With the Fed's key interest rate approaching zero, there's rarely been a better time to borrow. It happens to be a particularly bad time to save, however.
The New York Times reports that the average interest on deposit accounts was 0.99 percent in July, the first time it's gone below one percent since the 1950s.
For that, you can thank the Fed's longstanding low interest rate policy, which has brought banks' quarterly cost of funds to a 26-year low but hasn't resulted in a boom in lending. Historical records on commercial banks' cost of funds going back to 1934 show that the last time banks paid less than one percent for the year was 1960.
As a result, savers have been put in a bind. Whereas three years ago it made sense for retirees to live off annual interest from a standard certificate of deposit, that's now nearly impossible. The highest rates these days, the NYT notes, are around 1.5 percent, yielding only $7,500 a year on a $500,000 deposit, compared to rates above five percent in 2007.

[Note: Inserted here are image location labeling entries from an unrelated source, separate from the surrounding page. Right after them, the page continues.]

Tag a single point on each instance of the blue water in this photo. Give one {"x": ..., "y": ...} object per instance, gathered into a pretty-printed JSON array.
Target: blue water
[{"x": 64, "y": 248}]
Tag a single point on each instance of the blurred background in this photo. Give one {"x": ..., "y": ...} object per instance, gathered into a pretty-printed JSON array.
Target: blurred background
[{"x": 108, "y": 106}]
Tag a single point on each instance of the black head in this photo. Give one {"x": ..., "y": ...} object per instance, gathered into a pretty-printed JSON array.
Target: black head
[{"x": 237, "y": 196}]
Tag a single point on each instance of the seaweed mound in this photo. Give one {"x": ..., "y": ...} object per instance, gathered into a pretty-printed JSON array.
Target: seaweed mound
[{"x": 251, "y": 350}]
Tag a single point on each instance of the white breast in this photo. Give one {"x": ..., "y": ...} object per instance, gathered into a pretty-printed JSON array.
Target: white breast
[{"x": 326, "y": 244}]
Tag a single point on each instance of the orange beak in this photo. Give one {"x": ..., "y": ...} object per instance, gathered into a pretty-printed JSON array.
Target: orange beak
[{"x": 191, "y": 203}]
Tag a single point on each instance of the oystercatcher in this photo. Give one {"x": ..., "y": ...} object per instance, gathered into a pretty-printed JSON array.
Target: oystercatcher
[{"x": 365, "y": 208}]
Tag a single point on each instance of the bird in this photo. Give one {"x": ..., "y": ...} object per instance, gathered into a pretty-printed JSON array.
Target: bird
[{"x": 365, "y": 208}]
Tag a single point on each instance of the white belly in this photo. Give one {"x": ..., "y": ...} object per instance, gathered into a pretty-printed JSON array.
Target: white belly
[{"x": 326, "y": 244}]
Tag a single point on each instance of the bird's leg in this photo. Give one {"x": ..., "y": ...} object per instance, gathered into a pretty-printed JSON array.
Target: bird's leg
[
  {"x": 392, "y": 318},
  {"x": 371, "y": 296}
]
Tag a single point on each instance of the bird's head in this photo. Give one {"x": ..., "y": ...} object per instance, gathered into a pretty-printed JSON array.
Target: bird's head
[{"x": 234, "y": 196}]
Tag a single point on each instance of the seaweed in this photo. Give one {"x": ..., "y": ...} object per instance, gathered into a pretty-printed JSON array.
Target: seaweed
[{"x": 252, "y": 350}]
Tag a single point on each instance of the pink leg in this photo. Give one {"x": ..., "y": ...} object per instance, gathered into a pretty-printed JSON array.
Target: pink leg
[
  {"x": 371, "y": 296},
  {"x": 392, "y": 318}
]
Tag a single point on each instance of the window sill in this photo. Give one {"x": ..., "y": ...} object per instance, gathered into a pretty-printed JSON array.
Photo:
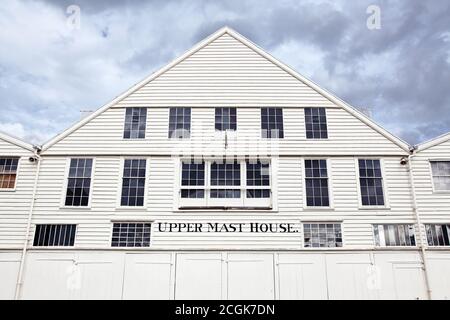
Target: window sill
[
  {"x": 374, "y": 208},
  {"x": 74, "y": 208}
]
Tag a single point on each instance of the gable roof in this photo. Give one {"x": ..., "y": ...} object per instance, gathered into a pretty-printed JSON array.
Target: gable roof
[
  {"x": 16, "y": 141},
  {"x": 433, "y": 142},
  {"x": 226, "y": 30}
]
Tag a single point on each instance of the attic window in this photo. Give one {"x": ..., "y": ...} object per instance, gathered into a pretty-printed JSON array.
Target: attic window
[
  {"x": 135, "y": 123},
  {"x": 8, "y": 173},
  {"x": 316, "y": 123}
]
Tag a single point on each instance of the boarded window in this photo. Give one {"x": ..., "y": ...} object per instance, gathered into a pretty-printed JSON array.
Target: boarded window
[
  {"x": 322, "y": 235},
  {"x": 133, "y": 182},
  {"x": 371, "y": 182},
  {"x": 179, "y": 122},
  {"x": 54, "y": 235},
  {"x": 438, "y": 234},
  {"x": 388, "y": 235},
  {"x": 135, "y": 123},
  {"x": 225, "y": 119},
  {"x": 79, "y": 182},
  {"x": 8, "y": 172},
  {"x": 316, "y": 180},
  {"x": 272, "y": 123},
  {"x": 441, "y": 175},
  {"x": 316, "y": 123},
  {"x": 131, "y": 234}
]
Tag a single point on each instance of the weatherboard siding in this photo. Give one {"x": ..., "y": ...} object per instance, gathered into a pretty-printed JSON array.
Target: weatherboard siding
[
  {"x": 104, "y": 136},
  {"x": 15, "y": 204},
  {"x": 225, "y": 73},
  {"x": 95, "y": 223},
  {"x": 434, "y": 207}
]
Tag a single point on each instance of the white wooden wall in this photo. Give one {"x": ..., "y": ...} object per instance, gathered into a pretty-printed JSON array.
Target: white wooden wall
[{"x": 228, "y": 275}]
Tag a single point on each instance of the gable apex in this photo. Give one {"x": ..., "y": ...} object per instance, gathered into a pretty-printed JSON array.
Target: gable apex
[{"x": 323, "y": 94}]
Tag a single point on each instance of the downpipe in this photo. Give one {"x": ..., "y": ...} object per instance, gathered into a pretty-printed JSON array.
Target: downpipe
[
  {"x": 419, "y": 224},
  {"x": 19, "y": 283}
]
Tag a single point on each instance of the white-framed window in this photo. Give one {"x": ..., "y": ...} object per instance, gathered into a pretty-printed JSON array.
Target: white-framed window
[
  {"x": 133, "y": 183},
  {"x": 135, "y": 123},
  {"x": 389, "y": 235},
  {"x": 131, "y": 234},
  {"x": 272, "y": 123},
  {"x": 225, "y": 119},
  {"x": 316, "y": 183},
  {"x": 54, "y": 235},
  {"x": 371, "y": 183},
  {"x": 441, "y": 175},
  {"x": 8, "y": 172},
  {"x": 322, "y": 235},
  {"x": 316, "y": 123},
  {"x": 438, "y": 234},
  {"x": 225, "y": 183},
  {"x": 179, "y": 122},
  {"x": 79, "y": 182}
]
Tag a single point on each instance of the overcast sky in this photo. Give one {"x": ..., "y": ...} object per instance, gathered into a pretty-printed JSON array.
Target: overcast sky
[{"x": 49, "y": 71}]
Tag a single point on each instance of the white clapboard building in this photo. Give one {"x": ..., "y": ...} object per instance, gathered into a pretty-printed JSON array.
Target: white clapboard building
[{"x": 225, "y": 175}]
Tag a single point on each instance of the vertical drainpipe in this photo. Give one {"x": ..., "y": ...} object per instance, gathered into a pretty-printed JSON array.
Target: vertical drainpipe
[
  {"x": 27, "y": 233},
  {"x": 419, "y": 223}
]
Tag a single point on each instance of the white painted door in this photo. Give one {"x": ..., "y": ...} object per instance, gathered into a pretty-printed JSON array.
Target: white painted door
[
  {"x": 302, "y": 276},
  {"x": 350, "y": 276},
  {"x": 9, "y": 270},
  {"x": 148, "y": 276},
  {"x": 200, "y": 276},
  {"x": 250, "y": 276}
]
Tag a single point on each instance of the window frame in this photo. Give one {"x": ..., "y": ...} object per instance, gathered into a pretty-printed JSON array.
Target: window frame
[
  {"x": 386, "y": 205},
  {"x": 215, "y": 118},
  {"x": 124, "y": 123},
  {"x": 444, "y": 246},
  {"x": 66, "y": 183},
  {"x": 432, "y": 176},
  {"x": 339, "y": 222},
  {"x": 261, "y": 123},
  {"x": 120, "y": 184},
  {"x": 330, "y": 185},
  {"x": 304, "y": 123},
  {"x": 112, "y": 222},
  {"x": 208, "y": 203},
  {"x": 382, "y": 237},
  {"x": 17, "y": 173},
  {"x": 168, "y": 124},
  {"x": 55, "y": 247}
]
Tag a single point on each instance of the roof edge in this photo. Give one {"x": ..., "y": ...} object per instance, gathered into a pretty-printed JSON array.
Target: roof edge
[
  {"x": 16, "y": 141},
  {"x": 433, "y": 142}
]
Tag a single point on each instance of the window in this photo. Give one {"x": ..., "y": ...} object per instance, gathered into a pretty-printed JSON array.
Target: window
[
  {"x": 8, "y": 172},
  {"x": 131, "y": 234},
  {"x": 225, "y": 183},
  {"x": 225, "y": 119},
  {"x": 438, "y": 234},
  {"x": 180, "y": 123},
  {"x": 258, "y": 179},
  {"x": 441, "y": 175},
  {"x": 272, "y": 123},
  {"x": 54, "y": 235},
  {"x": 316, "y": 181},
  {"x": 133, "y": 182},
  {"x": 192, "y": 177},
  {"x": 79, "y": 183},
  {"x": 316, "y": 123},
  {"x": 371, "y": 182},
  {"x": 388, "y": 235},
  {"x": 135, "y": 123},
  {"x": 322, "y": 235}
]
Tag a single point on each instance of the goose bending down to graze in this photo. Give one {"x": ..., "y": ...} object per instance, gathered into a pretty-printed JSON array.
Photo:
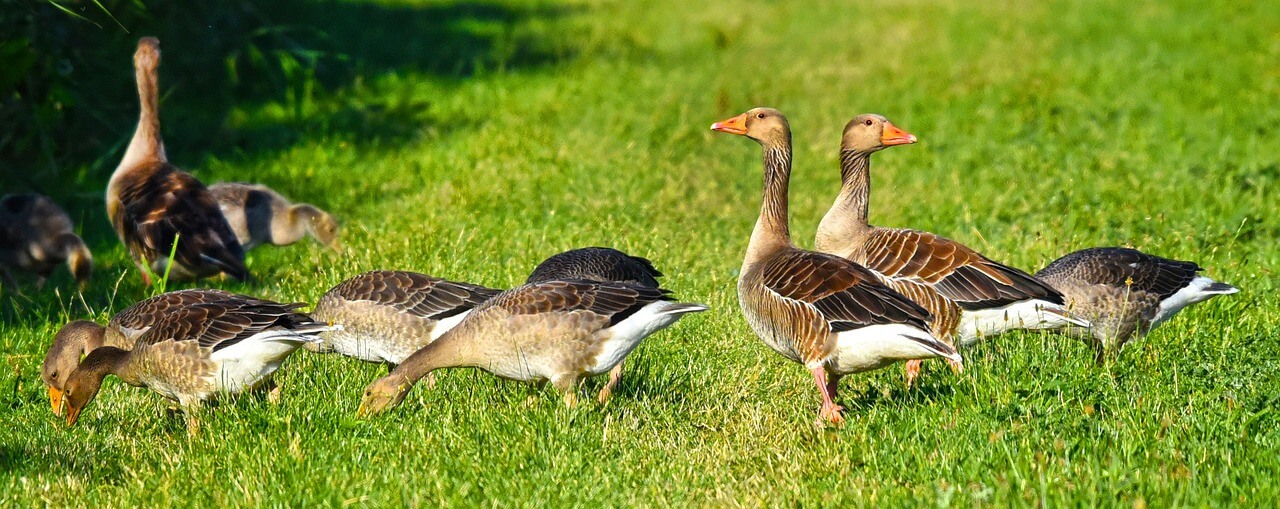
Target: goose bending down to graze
[
  {"x": 556, "y": 331},
  {"x": 152, "y": 203},
  {"x": 388, "y": 315},
  {"x": 36, "y": 235},
  {"x": 598, "y": 264},
  {"x": 826, "y": 312},
  {"x": 968, "y": 294},
  {"x": 259, "y": 215},
  {"x": 199, "y": 351},
  {"x": 81, "y": 336},
  {"x": 1125, "y": 293}
]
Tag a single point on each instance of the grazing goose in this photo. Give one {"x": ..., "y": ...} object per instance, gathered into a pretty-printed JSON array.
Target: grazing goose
[
  {"x": 36, "y": 235},
  {"x": 598, "y": 264},
  {"x": 152, "y": 203},
  {"x": 81, "y": 336},
  {"x": 1125, "y": 293},
  {"x": 826, "y": 312},
  {"x": 556, "y": 331},
  {"x": 968, "y": 294},
  {"x": 388, "y": 315},
  {"x": 197, "y": 351},
  {"x": 259, "y": 215}
]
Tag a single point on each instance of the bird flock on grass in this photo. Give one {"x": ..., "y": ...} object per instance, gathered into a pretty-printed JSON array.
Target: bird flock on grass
[{"x": 865, "y": 298}]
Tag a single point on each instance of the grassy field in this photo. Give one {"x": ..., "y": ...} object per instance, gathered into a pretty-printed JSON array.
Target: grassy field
[{"x": 539, "y": 127}]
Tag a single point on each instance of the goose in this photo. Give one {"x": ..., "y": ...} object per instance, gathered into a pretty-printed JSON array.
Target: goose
[
  {"x": 556, "y": 331},
  {"x": 259, "y": 215},
  {"x": 387, "y": 315},
  {"x": 823, "y": 311},
  {"x": 81, "y": 336},
  {"x": 196, "y": 352},
  {"x": 598, "y": 264},
  {"x": 36, "y": 235},
  {"x": 1125, "y": 293},
  {"x": 968, "y": 294},
  {"x": 152, "y": 203}
]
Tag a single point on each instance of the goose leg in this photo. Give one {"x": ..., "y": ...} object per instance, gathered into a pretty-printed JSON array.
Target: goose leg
[
  {"x": 913, "y": 371},
  {"x": 567, "y": 386},
  {"x": 830, "y": 409},
  {"x": 615, "y": 376}
]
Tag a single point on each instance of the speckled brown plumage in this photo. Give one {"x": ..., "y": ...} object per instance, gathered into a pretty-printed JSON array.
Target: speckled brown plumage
[
  {"x": 152, "y": 203},
  {"x": 827, "y": 312},
  {"x": 1124, "y": 293},
  {"x": 196, "y": 351},
  {"x": 36, "y": 235},
  {"x": 385, "y": 315},
  {"x": 556, "y": 331}
]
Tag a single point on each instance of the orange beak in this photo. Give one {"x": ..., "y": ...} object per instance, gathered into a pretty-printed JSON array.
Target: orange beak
[
  {"x": 734, "y": 125},
  {"x": 894, "y": 136},
  {"x": 55, "y": 399}
]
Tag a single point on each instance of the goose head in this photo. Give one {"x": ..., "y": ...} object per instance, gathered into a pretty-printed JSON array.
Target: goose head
[
  {"x": 869, "y": 133},
  {"x": 763, "y": 124},
  {"x": 71, "y": 342}
]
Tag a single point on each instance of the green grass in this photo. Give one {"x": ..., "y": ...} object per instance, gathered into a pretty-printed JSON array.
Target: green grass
[{"x": 1045, "y": 128}]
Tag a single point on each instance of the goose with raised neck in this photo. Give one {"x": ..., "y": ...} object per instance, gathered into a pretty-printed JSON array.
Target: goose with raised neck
[
  {"x": 81, "y": 336},
  {"x": 969, "y": 294},
  {"x": 826, "y": 312},
  {"x": 156, "y": 207},
  {"x": 1125, "y": 293}
]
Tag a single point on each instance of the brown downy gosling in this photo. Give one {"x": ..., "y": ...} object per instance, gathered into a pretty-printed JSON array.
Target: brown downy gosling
[
  {"x": 36, "y": 235},
  {"x": 259, "y": 215}
]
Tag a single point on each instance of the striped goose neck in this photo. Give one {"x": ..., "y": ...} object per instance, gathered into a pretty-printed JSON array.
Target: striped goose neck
[
  {"x": 146, "y": 143},
  {"x": 440, "y": 353},
  {"x": 846, "y": 219},
  {"x": 772, "y": 232}
]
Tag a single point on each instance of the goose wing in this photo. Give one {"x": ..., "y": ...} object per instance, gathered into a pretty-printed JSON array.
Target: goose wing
[
  {"x": 954, "y": 270},
  {"x": 169, "y": 203}
]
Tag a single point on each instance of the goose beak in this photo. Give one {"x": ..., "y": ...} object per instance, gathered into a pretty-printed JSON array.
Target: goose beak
[
  {"x": 55, "y": 399},
  {"x": 734, "y": 125},
  {"x": 894, "y": 136}
]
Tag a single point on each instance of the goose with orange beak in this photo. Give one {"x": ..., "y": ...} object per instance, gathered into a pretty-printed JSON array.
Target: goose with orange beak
[
  {"x": 968, "y": 294},
  {"x": 826, "y": 312}
]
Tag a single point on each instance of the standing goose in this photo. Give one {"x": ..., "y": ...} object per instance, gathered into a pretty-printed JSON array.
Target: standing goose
[
  {"x": 823, "y": 311},
  {"x": 197, "y": 351},
  {"x": 81, "y": 336},
  {"x": 1127, "y": 293},
  {"x": 259, "y": 215},
  {"x": 36, "y": 235},
  {"x": 152, "y": 203},
  {"x": 969, "y": 294},
  {"x": 388, "y": 315},
  {"x": 556, "y": 331},
  {"x": 598, "y": 264}
]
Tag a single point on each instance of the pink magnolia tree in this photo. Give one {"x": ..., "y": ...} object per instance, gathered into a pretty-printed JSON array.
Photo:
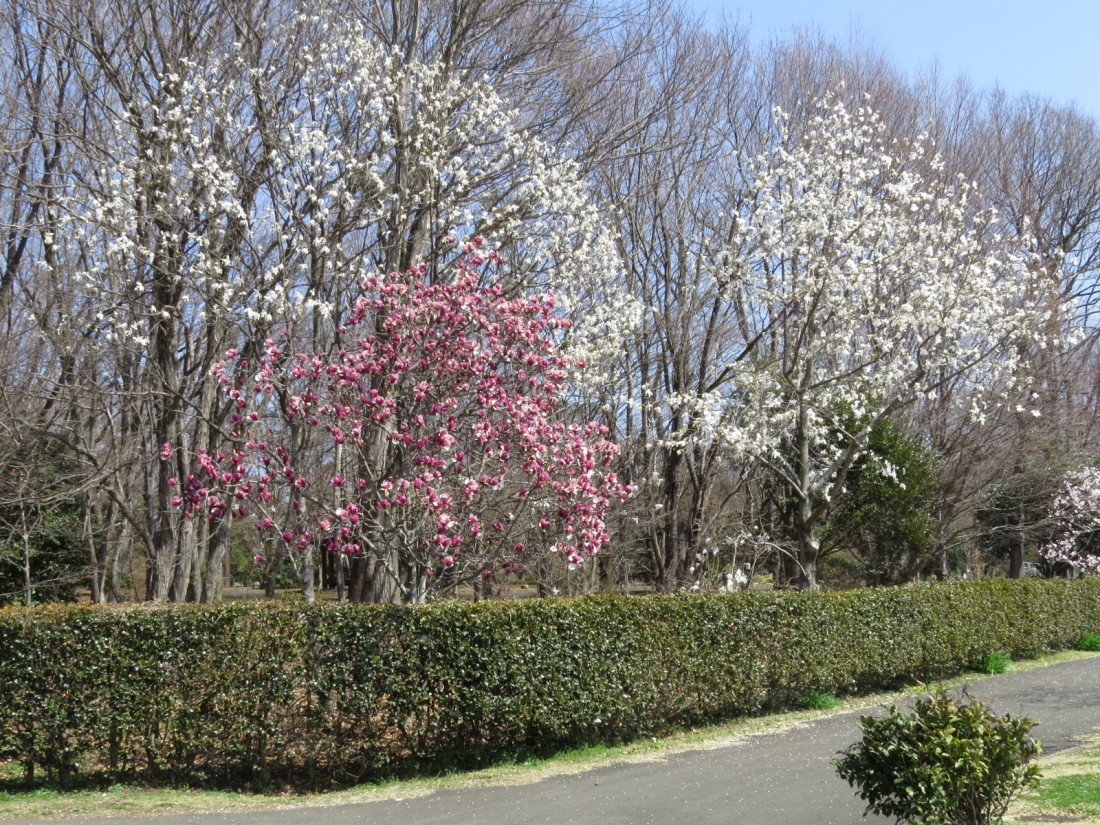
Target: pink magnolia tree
[
  {"x": 1076, "y": 515},
  {"x": 436, "y": 451}
]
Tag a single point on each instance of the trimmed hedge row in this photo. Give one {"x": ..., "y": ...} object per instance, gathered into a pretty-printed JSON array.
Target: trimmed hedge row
[{"x": 330, "y": 694}]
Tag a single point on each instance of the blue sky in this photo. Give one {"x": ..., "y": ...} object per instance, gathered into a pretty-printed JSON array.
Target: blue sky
[{"x": 1053, "y": 50}]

The low rates are supposed to stimulate growth, the idea being that both people and corporations would borrow money and spend their way out of debt and out of the recession.
But if the Times' men-on-the-street are any indication, the low rates can actually have the opposite effect. Retired AT&T engineer Marcel Lonneman said his colleagues are reluctant to take out loans because they think the rates will fall still further. It's analogous to the evils of deflation, when people don't spend money as they wait for prices to hit bottom.
The Bank of England, too, is keeping its interest rates low. Typically, the fear associated with low interest rates is inflation, but now, terrifyingly, that's not what's on people's minds. Back in 2008, Paul Krugman warned of ZIRP, or zero interest rate policy, in which low interest rates accompany a stagnant economy.
People have been talking about deflation for a long time, but now it looks like one of the Fed's main weapons against it-- low interest rates --is not only doing nothing for the economy, but also hurting people who've diligently saved their money.
Still, Dallas Federal Reserve Bank president Richard Fisher fears not deflation but inflation. He writes in the Wall Street Journal that the Fed has done all it can, and that it's up to regulators and the government to whip the economy into shape. The real problem, he says, is that businesses are sitting on money rather than spending it.
Back in July, Reuters' Felix Salmon warned of the same problem. If businesses are afraid to borrow, the low interest rate isn't necessarily going to help.
As Federal Deposit Insurance Corporation Chairman Sheila Bair said last week, "Consumers and businesses need to have confidence in the recovery before they will start making decisions on credit."